Create a planned approach to isolating the problem based on your knowledge at this point. Your plan should start with the most obvious or easiest solution to eliminate and move forward. Put the plan in writing!

The first step of any plan should be to document and back up.

If possible, make no assumptions. If you must make any assumptions, write them down. You might need to refer back to them later.

Follow the Plan from Beginning to End

Once a plan is created, it is important to follow it through. Jumping around and randomly trying things can often lead to more serious problems.

Document every action you take and its results.

If the first plan is not successful (they won't always be), create a new plan based on what you discovered with the previous plan. Be sure to refer to any assumptions you might have made.

Repair or Replace

After locating the problem, either repair or replace the defect. If the problem is software-oriented, be sure to record the "before" and "after" changes.

Phase IV: Confirm the Results

No repair is complete without confirmation that the job is done. Confirmation involves two steps:

  • Make sure that the problem no longer exists. Ask the user to test the solution and confirm client satisfaction.
  • Make sure that the fix did not create other problems. You have not done a professional job if the repair has been completed at the expense of something else.
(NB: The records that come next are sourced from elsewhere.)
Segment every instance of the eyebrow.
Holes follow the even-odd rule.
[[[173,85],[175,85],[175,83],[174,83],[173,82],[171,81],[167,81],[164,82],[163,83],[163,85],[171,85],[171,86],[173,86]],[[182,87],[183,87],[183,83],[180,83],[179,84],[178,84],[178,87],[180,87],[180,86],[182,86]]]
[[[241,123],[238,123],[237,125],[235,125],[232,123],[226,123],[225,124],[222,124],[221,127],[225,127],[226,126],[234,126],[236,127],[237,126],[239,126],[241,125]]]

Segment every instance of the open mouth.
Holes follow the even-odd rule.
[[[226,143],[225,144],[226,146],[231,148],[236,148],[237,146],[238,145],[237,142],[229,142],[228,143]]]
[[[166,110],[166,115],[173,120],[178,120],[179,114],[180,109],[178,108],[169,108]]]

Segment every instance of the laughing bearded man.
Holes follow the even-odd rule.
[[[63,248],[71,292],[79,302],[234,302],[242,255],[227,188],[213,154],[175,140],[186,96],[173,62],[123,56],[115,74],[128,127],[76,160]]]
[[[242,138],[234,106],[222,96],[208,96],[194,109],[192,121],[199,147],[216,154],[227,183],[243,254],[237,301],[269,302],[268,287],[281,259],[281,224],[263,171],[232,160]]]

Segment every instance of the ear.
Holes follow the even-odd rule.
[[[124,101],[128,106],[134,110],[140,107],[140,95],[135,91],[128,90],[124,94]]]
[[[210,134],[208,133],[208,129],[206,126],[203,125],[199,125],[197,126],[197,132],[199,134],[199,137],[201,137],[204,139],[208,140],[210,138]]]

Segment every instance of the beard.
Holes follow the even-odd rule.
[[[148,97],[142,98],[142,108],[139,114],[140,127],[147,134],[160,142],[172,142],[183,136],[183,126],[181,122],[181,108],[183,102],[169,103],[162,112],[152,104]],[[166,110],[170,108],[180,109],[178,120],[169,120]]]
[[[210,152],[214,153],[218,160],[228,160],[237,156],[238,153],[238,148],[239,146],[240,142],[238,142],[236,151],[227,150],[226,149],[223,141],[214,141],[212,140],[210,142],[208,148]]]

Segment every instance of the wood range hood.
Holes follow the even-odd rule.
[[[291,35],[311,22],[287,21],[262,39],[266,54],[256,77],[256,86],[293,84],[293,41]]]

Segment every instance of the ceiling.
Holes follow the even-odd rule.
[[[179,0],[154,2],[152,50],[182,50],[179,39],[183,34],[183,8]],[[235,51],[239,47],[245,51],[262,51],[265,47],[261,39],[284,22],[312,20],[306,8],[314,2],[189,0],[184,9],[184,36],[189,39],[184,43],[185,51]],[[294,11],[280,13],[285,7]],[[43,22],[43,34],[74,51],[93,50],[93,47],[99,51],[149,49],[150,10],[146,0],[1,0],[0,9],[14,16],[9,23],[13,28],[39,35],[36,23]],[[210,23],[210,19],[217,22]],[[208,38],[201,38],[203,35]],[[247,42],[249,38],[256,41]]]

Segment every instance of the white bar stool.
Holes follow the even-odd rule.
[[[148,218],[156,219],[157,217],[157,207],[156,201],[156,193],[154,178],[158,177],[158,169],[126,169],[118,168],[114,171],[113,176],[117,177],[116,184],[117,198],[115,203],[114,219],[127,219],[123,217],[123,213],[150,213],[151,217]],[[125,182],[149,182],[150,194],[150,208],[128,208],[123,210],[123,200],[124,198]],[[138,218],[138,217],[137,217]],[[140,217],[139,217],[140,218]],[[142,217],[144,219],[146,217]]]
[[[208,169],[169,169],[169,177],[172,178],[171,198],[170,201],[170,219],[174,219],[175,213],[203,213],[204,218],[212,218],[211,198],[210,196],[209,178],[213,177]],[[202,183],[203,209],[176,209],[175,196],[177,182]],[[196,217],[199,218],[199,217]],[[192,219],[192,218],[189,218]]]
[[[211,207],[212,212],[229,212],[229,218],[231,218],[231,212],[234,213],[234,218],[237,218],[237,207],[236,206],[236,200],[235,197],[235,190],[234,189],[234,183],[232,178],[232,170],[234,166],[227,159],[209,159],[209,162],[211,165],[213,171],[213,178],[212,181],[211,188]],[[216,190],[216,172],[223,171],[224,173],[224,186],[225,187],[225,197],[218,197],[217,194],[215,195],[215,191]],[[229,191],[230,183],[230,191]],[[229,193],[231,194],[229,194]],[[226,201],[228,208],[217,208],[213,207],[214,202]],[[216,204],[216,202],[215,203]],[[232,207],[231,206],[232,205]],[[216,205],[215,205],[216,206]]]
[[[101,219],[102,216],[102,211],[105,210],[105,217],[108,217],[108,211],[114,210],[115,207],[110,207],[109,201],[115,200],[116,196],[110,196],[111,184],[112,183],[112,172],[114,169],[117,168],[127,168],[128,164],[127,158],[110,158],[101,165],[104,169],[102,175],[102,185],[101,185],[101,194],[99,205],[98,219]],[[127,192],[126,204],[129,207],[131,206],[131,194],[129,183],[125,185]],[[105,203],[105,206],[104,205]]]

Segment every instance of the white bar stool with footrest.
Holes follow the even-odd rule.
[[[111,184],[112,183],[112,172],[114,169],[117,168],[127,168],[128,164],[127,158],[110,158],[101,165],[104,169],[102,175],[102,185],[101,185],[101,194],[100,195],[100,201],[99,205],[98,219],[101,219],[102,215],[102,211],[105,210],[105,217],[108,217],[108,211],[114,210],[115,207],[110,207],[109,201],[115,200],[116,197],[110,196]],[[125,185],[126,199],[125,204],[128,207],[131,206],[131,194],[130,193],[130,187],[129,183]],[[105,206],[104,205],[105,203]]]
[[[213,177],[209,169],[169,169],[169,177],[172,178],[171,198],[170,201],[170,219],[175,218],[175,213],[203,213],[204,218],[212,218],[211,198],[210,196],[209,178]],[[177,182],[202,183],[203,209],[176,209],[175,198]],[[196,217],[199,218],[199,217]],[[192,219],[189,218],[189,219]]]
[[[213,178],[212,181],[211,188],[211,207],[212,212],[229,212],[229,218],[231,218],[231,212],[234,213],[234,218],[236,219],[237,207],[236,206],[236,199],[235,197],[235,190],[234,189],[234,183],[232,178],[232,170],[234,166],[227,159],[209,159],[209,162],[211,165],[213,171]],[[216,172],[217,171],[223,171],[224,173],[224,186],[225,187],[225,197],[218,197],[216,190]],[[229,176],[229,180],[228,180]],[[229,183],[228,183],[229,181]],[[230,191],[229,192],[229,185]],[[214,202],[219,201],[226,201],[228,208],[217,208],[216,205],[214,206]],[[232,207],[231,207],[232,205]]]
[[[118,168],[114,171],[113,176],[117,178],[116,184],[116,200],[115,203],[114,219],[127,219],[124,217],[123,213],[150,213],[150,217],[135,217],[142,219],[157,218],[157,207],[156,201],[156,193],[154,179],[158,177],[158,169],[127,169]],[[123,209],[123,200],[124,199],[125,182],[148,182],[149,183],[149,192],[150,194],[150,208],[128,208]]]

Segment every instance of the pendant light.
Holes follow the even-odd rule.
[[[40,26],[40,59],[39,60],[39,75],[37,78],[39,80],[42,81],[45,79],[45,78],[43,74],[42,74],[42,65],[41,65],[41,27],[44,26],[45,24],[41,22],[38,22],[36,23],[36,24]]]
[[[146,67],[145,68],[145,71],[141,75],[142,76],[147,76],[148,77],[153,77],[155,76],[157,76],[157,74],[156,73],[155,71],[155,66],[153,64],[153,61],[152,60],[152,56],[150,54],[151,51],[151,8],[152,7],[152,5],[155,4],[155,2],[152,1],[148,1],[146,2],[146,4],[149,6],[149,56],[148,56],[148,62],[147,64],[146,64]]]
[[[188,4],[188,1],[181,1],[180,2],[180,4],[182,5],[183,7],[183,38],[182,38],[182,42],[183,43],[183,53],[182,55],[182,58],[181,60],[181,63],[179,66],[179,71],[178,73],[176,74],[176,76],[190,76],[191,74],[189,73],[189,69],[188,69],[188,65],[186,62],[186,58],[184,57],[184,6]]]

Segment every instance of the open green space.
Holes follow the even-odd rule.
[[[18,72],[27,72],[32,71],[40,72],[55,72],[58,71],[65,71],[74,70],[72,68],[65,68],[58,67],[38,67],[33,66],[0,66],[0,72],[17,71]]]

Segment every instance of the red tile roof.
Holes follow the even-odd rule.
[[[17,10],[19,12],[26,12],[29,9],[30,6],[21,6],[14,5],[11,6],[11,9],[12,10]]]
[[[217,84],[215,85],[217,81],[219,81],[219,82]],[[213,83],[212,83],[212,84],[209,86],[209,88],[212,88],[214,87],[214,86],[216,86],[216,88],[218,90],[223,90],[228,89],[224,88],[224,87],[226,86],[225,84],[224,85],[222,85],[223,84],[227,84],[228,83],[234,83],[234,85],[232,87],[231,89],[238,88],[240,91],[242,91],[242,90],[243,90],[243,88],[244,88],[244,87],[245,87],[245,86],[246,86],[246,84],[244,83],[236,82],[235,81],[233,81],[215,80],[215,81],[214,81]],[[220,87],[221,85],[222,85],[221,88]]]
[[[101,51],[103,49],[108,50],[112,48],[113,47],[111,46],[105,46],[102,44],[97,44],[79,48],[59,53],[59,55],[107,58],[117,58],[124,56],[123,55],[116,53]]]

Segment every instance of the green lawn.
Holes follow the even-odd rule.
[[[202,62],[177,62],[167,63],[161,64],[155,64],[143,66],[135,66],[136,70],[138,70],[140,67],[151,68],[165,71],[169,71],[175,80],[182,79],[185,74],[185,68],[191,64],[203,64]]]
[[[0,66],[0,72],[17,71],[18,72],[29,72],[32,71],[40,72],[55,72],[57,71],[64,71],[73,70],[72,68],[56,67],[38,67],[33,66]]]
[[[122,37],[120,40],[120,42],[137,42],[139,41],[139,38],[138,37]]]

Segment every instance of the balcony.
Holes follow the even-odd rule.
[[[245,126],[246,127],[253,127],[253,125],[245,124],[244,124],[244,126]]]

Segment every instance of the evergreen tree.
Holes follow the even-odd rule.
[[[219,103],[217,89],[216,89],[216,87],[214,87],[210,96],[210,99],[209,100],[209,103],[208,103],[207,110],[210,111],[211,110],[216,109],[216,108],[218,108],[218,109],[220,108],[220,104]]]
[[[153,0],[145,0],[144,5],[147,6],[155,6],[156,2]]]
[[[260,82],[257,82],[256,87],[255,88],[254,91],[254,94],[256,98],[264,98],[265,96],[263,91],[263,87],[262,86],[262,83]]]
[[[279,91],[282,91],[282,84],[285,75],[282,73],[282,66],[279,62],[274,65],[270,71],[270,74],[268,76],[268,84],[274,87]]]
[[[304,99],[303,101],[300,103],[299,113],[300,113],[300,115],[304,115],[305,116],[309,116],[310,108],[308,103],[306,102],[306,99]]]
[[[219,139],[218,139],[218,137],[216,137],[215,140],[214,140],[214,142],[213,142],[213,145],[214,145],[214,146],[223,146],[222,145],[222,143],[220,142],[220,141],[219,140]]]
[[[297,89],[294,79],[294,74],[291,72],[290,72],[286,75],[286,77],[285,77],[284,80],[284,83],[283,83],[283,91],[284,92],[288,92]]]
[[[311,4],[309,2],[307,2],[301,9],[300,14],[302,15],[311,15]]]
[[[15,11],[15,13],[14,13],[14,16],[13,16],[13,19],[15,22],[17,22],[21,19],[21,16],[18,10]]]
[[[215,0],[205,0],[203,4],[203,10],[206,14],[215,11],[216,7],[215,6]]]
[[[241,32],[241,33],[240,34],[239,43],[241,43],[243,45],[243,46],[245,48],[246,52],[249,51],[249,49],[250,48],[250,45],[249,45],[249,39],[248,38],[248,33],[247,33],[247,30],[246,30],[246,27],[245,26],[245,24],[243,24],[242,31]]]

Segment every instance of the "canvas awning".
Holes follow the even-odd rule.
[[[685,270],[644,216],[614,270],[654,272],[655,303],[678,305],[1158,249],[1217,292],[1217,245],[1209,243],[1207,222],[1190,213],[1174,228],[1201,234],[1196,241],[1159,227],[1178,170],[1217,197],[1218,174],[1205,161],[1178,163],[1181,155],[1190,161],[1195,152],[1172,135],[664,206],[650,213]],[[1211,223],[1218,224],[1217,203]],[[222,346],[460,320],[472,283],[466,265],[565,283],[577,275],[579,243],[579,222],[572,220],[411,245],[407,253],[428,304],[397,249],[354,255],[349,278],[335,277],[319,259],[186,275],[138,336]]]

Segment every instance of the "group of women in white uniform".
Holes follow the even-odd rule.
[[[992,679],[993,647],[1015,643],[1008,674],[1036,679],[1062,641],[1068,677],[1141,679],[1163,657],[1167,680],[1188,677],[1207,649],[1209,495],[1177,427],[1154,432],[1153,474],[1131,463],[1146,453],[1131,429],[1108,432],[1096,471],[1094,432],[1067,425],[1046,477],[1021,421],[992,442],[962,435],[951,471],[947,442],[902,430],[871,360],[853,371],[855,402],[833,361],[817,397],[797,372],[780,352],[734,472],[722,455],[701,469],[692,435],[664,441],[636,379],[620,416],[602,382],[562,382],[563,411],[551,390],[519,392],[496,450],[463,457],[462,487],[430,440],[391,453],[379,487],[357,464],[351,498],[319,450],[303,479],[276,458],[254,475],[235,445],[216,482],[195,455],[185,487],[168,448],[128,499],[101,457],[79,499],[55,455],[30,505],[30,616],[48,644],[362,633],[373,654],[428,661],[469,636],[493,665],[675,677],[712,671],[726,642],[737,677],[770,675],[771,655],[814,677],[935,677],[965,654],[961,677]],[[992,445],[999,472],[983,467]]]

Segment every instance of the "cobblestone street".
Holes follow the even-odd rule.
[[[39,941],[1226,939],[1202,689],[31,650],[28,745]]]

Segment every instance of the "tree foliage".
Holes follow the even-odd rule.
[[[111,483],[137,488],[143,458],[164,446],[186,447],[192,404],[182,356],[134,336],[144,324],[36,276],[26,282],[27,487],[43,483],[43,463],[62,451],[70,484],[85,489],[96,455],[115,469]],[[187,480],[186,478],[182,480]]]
Phase V: Document the Results

Finally, document the problem and the repair. There is no substitute for experience in troubleshooting. Every new problem presents you with an opportunity to expand that experience. Keeping a copy of the repair procedure in your technical library will come in handy in a year or two when the problem (or one like it) occurs again. This is one way to build, maintain, and share experience.

Lesson Summary

The following points summarize the main elements of this lesson:

  • Learning doesn't stop with certification. To stay at the top of your profession, you must keep learning.

  • Staying connected with your peers is an important part of learning.

  • Maintain a proper set of the tools of the trade.

  • Know where and how to get technical support.

  • Good troubleshooting requires a plan. To be successful, you must stick to your plan.